5 Interactions among insects, parasites and plants

It is known that the host plant quality may affect both the primary and the higher level (secondary) consumers [24-25]. However, the expression of this effect strongly depends on many factors, including the species involved and the weather conditions. For example, defoliation of oak Quercus rubra by L. dispar may induce an increase in the phenolic concentration in leaves that will inhibit both the life history traits of herbivores and their susceptibility to LdMNPV [26]. Alternatively, when the host plant is silver birch Betula pendula, the induction of phenolics (and possibly another phytochemicals) synthesis leads to a negative effect on herbivores [27-29] but has no effect on the interaction between L. dispar and LdMNPV [28] or the entomopathogenic bacteria Bacillus thuringiensis [30]. One chemical defense mechanism triggered by defoliation, which was shown for B. pendula, is the trade-off between glycosides and aglycons of flavonoids [27]. Synthesis of monoterpens is also induced by tree defoliation, especially at the moment of defoliation, which may be the chemical signal attracting parasitoids to the location of defoliators [27, 31]. The interactions between host plants, herbivores and pathogens/parasites significantly depend on the weather conditions, which may i) directly modify the traits of each participant of the food chain and ii) indirectly synchronize or desynchronize the phenological development of plants and herbivores, which is related to the dynamics of plant phytochemistry during a season. The effect of weather-induced asynchrony between the phenological development of plants and insects on insect survival via the dynamics of plant chemicals was demonstrated approximately 50 years ago [32] and provided the start of a new direction in ecology, i.e., chemical ecology. However, we recently showed that a mismatch in synchrony may spread further though the food chain, effecting the interaction between insects and entomopathogens [23, 33-34]. Moreover, this effect will depend on the type of pathogen involved in this interaction. For example, viruses have the advantage when insects appear asynchronously (because of cold weather) with the host plants [33], while this is disadvantageous for bacteria [33]. The host plant-mediated modification of an insect’s innate immunity status is one of the mechanisms determining the outcome of insect-pathogen interactions [23].
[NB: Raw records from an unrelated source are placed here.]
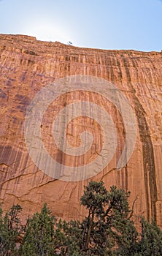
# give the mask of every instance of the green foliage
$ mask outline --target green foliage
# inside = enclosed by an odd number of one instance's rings
[[[53,255],[55,218],[45,204],[40,213],[29,219],[20,248],[23,256]]]
[[[19,205],[5,214],[0,208],[0,255],[162,255],[162,231],[144,218],[141,233],[136,231],[129,196],[123,189],[112,186],[108,192],[102,181],[90,181],[80,198],[88,210],[81,222],[57,220],[45,204],[22,225]]]
[[[19,205],[13,206],[3,217],[0,208],[0,255],[17,255],[16,242],[22,229],[18,214],[22,208]]]

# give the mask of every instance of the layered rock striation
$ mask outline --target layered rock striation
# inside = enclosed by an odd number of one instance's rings
[[[120,170],[117,162],[126,142],[120,112],[101,95],[77,90],[63,94],[51,103],[41,124],[43,143],[49,154],[66,166],[93,161],[101,150],[101,127],[92,118],[78,116],[66,129],[67,140],[80,146],[80,133],[93,136],[90,150],[70,156],[57,148],[53,122],[63,107],[77,101],[90,101],[109,112],[117,135],[113,157],[101,172],[88,179],[70,181],[53,178],[34,163],[25,141],[27,108],[47,84],[69,75],[93,75],[112,83],[128,99],[136,117],[137,135],[131,159]],[[23,35],[0,35],[0,200],[8,209],[13,203],[23,208],[24,217],[47,202],[53,213],[67,220],[82,219],[80,198],[90,180],[103,180],[107,189],[115,184],[136,197],[135,214],[154,218],[162,226],[162,53],[135,50],[106,50],[42,42]]]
6 Multicomponent approaches in biological control

The study of interactions in multicomponent systems allows the development of new products for biocontrol. For example, the use of natural compounds with immunosuppressive effects may enhance the efficacy of microbial agents toward insect pests. We studied the effects of different microbial and plant metabolites (e.g., Streptomyces toxins, usnic acid derivatives, and Cordyceps extracts) as well as mixed infections on the defense systems and development of pathogeneses in different insects such as wax moth, CPB and four-eyed fir bark beetle Polygraphus proximus, and mosquito Aedes aegypti [35-40]. The synergy between pathogenic fungi (Metarhizium, Beauveria) and bacteria (B. thuringiensis) or between these fungi and the aforementioned metabolites was shown. We found that the synergy is caused by changes in cellular and humoral immunity responses, gut microbiota, morphological and biochemical properties of integuments that stipulate fungal adhesion, penetration and colonization. We also suggest that the disturbance in larval development caused by these metabolites and bacteria has a great impact on immunity, integument properties and susceptibility to fungi [14]. The investigated combinations provide a stable synergy in laboratory and field experiments. These combinations may be promising for the development of efficient products to manage pest insects.

The study was supported by the Russian Science Foundation (project № 19-14-00138).